Теперь все кончилось. Железнодорожные рельсы чернели под свежим снегом. Вдали шумел поезд. Жмакин встал на колени в снег и прижался шеей к рельсу. Поезд стал еще слышнее. Он поправил колено — было больно упираться в шпалу. «Машинист увидит, — уныло подумал он, — наверняка увидит». Машинист действительно увидел его — дал два коротких предостерегающих гудка. Жмакин встал и пошел в лес. Ему казалось теперь, что он как кусок бумаги — плоский, бессмысленный, жалкий. Он шел по лесу, размахивая руками. Потом он забормотал. Первый раз он подумал про себя, что он страдает и что он несчастен. Главное, ему решительно ничего больше не хотелось: ни отомстить, ни ударить, ни напиться. Ничего. Он вдруг стал задыхаться и сел на груду валежника. Валежник был гнилой и провалился под ним, ноги нелепо поднялись в воздух, пальто зацепилось за ветки — очень трудно было подняться. Он пошел дальше, глубже, снег засыпался в туфли. Его поразило — а Клавдия? Волна невыразимой нежности обдала его. Он вспомнил все. Он вернулся, потом опять пошел в лес, потом попал к оврагу и стал слушать: какая-то птичка попискивала.

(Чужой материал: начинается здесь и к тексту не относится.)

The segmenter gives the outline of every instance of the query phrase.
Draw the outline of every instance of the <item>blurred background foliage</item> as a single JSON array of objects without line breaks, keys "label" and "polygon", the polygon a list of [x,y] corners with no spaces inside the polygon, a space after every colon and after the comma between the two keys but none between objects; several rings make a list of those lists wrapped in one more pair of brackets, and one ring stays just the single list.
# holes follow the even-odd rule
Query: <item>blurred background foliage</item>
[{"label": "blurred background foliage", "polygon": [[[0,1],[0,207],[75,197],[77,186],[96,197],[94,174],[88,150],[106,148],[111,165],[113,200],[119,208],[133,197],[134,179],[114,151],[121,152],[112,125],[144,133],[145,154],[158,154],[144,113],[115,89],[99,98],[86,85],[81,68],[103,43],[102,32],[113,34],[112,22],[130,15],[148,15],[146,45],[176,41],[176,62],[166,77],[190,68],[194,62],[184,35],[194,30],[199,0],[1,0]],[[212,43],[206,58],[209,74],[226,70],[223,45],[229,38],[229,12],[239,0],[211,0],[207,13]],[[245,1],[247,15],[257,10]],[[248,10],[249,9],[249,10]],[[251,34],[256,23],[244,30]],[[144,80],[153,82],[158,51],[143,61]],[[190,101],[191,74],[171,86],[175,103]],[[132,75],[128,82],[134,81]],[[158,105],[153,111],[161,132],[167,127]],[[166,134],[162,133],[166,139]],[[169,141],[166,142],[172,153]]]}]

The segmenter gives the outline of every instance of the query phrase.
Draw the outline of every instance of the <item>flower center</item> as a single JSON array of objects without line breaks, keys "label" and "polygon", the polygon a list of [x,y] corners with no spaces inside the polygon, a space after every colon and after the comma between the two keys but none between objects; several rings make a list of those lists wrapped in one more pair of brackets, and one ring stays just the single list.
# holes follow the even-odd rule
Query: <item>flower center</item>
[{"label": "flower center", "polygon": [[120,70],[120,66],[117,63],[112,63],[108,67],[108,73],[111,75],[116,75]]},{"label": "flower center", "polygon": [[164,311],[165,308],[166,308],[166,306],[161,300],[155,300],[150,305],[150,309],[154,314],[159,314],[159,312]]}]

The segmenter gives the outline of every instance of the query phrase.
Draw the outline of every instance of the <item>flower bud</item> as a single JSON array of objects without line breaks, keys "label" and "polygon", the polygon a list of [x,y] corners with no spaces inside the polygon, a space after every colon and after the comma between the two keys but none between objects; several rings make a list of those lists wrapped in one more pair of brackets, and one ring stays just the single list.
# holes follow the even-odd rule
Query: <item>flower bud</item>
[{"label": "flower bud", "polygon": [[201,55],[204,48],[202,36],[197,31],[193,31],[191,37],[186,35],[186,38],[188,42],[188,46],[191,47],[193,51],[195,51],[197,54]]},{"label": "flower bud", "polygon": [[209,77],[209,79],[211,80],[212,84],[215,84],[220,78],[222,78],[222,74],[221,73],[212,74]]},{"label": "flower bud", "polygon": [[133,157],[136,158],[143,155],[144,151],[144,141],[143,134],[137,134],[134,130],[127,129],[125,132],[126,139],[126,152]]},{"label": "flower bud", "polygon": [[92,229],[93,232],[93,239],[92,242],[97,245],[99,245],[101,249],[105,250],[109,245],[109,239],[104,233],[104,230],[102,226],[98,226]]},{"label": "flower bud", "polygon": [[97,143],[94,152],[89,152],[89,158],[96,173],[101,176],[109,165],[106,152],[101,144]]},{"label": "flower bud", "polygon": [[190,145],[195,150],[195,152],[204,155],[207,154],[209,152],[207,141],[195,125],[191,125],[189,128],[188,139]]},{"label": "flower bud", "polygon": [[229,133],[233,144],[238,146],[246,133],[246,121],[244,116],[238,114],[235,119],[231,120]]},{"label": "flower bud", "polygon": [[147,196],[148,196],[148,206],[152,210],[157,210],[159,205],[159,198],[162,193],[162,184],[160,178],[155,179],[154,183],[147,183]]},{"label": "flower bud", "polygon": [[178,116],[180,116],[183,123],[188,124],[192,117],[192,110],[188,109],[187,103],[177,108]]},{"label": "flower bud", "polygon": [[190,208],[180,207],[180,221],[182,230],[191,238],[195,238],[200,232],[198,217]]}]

Он собрал немного рассыпающегося в руках снега и швырнул в сторону писка. Птичка все попискивала.
— Все в порядке, — сказал он, согревая дыханием озябшие руки, — в полном порядочке.
И пошел к станции.
Но он запутался и не попал к станции, а вышел на шоссе и по шоссе добрел до Новой Деревни. Он даже не заметил, как добрел, — все время думал о Клавдии и о том, что теперь уже все кончено. Он не мог прийти в этот дом — сейчас там уже все знают, что он жулик и жил по украденному паспорту. Да, Клавдия… Каждую секунду образ ее возникал перед ним. Вот и город. Он заметил, что уже город, только в самом городе, возле какого-то тихого почтового отделения.